In July, a federal judge overruled FDA requirements that women visit with a doctor in-person before they can be prescribed a medical abortion.
Since 2000, the FDA has placed the chemical abortion protocol of mifepristone and misoprostol under its Risk Evaluation and Mitigation Strategy list, requiring it to be prescribed in-person in a hospital, clinic, or medical office. The patient must sign a form acknowledging that she has been adequately informed of the risks.
Pro-abortion groups, however, have pushed for the pill to be dispensed remotely via telemedicine during the coronavirus pandemic, due to apparent difficulties women could face traveling to a clinic in-person.
The first drug, mifepristone, effectively starves the unborn baby by blocking the effects of the hormone progesterone. The second drug, misoprostol, is taken up to two days later and induces labor.
Side effects that women suffer from the pills, such as heavy bleeding, abdominal pain, or severe infections, are usually treated at emergency rooms, which are not required to report the incidents to the FDA.
After the federal judge’s decision, pro-life leaders and senators asked the FDA to remove the abortion pill from the market altogether by classifying it as a public health hazard. Nearly two dozen pro-life leaders said that pro-abortion groups were “using the coronavirus pandemic as a ruse” in their efforts to deregulate the pills.
A 2018 study, published in Issues in Law and Medicine, a peer-reviewed medical journal, examined 261 successful abortion pill reversals, and showed that the reversal success rates were 68 percent with a high-dose oral progesterone protocol and 64 percent with an injected progesterone protocol.
Both procedures significantly improved the 25 percent fetal survival rate if no treatment is offered and a woman simply declines the second pill of a medical abortion. The case study also showed that the progesterone treatments caused no increased risk of birth defects or preterm births due.
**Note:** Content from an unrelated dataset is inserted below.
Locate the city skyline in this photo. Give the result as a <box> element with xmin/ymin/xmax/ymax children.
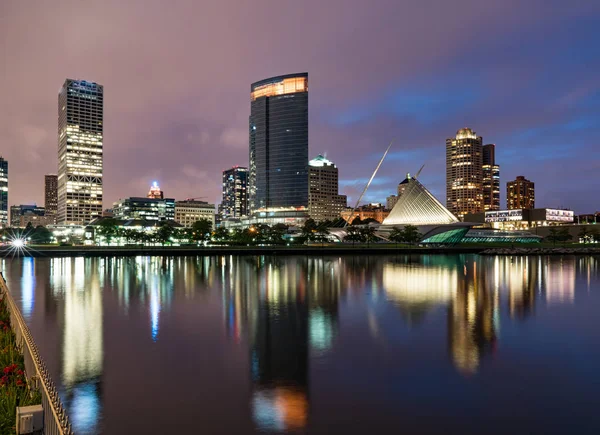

The study was authored by Dr. Mary Davenport and Dr. George Delgado, who have been studying the abortion pill reversal procedures since 2009. Delgado also sits on the board of the American Association of Pro-Life Obstetricians and Gynecologists.
The Abortion Pill Rescue Network, which Delgado serves as a medical advisor, has claimed to have saved over 500 babies from abortion. The network is a program of Heartbeat International, a longstanding network of pro-life pregnancy assistance.
The American Congress of Obstetricians and Gynecologists, which tends to oppose abortion regulations, has criticized the scientific claims behind abortion pill reversal.